The present study evaluates the potential of clean natural gas dehydration using nonequilibrium condensations in high-pressure supersonic flows. A computational fluid dynamics model is developed to study the formation of massive nanodroplets due to the phase change process. The impact of thermodynamic models on nonequilibrium condensations in supersonic flows is analysed based on the ideal gas and real gas equations of state. The sensitivity of high-pressure supersonic separations under different inlet temperatures is discussed in detail, including the influences on gas processing capacities and nonequilibrium condensation processes. The results show that an ideal gas modelling not only predicts the earlier onset of nonequilibrium condensations but also under-predicts the liquid fraction by 61% compared to the real gas model. The decreasing inlet temperatures improve gas processing capacities and predict the earlier condensing onset inside high-pressure supersonic flows. The liquid fraction can be enhanced by 21% with a decrease of 10 K inlet temperature from 593 K and 583 K. It suggests that the decreasing inlet temperature could improve high-pressure supersonic separations from the view of the processing capacity and separation performance.

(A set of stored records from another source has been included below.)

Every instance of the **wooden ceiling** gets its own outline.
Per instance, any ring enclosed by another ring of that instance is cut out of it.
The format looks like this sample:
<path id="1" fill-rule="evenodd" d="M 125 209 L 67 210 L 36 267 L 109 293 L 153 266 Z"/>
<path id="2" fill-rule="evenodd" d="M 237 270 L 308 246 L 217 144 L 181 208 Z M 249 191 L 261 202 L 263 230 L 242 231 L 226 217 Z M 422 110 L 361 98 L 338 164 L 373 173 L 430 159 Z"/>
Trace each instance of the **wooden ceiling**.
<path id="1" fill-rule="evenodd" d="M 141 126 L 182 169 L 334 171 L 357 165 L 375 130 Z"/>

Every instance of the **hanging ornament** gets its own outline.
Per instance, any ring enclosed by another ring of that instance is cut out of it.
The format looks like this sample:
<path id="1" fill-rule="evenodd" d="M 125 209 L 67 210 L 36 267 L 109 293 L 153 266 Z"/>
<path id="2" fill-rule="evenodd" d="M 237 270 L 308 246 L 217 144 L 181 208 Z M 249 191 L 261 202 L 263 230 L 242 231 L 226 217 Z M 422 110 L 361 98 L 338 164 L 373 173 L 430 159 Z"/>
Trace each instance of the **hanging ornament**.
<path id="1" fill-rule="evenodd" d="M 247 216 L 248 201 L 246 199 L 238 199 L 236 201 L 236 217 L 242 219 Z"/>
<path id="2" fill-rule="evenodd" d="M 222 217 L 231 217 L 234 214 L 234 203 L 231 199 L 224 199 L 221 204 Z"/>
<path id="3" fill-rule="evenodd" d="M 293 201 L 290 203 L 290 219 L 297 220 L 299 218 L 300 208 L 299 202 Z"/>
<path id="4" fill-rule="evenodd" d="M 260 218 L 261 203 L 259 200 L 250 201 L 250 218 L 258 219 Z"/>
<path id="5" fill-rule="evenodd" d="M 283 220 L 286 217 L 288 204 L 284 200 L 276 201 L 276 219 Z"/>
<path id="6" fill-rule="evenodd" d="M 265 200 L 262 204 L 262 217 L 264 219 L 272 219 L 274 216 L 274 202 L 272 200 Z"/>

本研究评估了高压超音速流中使用非平衡缩合的清洁天然气脱水的潜力。开发了一种计算流体动力学模型来研究由于相变过程而形成的大量纳米液滴。基于理想气体和真实气体状态方程，分析了热力学模型对超音速流动中非平衡冷凝的影响。详细讨论了在不同入口温度下高压超声分离的灵敏度，包括对气体处理能力和非平衡冷凝过程的影响。结果表明，理想的气体模型不仅可以预测较早的非平衡冷凝现象，而且与真实的气体模型相比，预测的液体分数要低61％。入口温度的降低提高了气体处理能力，并预测了高压超音速流内部的较早凝结现象。通过将进口温度从593 K和583 K降低10 K，可以提高液体分数21％。这表明从处理能力和分离性能的角度来看，降低进口温度可以改善高压超声分离效果。